Dr Bolster recorded that a sharp instrument had penetrated Ms Dunne’s skull, that there had been multiple fractures and that there had been lacerations to her brain tissue. She found that three of the wounds had penetrated the mid-brain area.

She said Ms Dunne’s cause of death was due to multiple blows to the head by a sharp weapon causing brain swelling and laceration.

Defence expert witness Dr Ronan Mullaney told the jury that in his opinion, Mr Dunne was suffering with a mental disorder at the time of his mother’s death and was “unable to appreciate or refrain from a criminal act”. The defendant was frustrated, angry and overwhelmed”, Dr Mullaney said.

The psychiatrist said Dunne felt that his mother was controlling him and that the accused perceived that his mother was preventing him from having any independence regarding a life of his own, friends of his own, socialising, having a girlfriend or contact with his father.

Dr Mullaney said that before Dunne killed his mother, the accused had years of thoughts of doing so and that at the time of her death the accused felt he had “no other choice”.

The expert witness said reports concluded that Mr Dunne had “unrealistic ambitions” in wanting to become “a professional footballer, have a girlfriend and an online fan-club”.

The doctor said there was a culmination of anger in Mr Dunne over his restricted life and the defendant had also stated that he shoplifted the hatchet with the intention of killing his mother.

During the trial, the jury broke deliberations and passed a note to the judge asking if they could inspect the hatchet, which they took to the jury room and returned minutes later.

Dunne told interviewers in the Central Mental Hospital that he regretted what he did and that if “I had had the skills then that I have now my mother would still be alive”. In interviews, Dunne said he could now see that his mother was trying to protect him, keep him safe and that she did not want to be alone.

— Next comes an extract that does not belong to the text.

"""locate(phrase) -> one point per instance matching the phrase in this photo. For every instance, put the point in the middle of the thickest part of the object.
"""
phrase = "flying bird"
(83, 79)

Prosecution expert witness Dr Anthony Kearns also said that, in his opinion, Dunne fulfilled “all criteria” to be considered legally insane at the time of his mother’s killing.

He said the accused’s mother was “very protective” of Mr Dunne and she had “significant concerns” about him mixing in the community.

Dr Kearns said that Mr Dunne told him in an interview that he “regretted” the killing and said: “If I had any way to bring her back to life, I’d do it in a second”.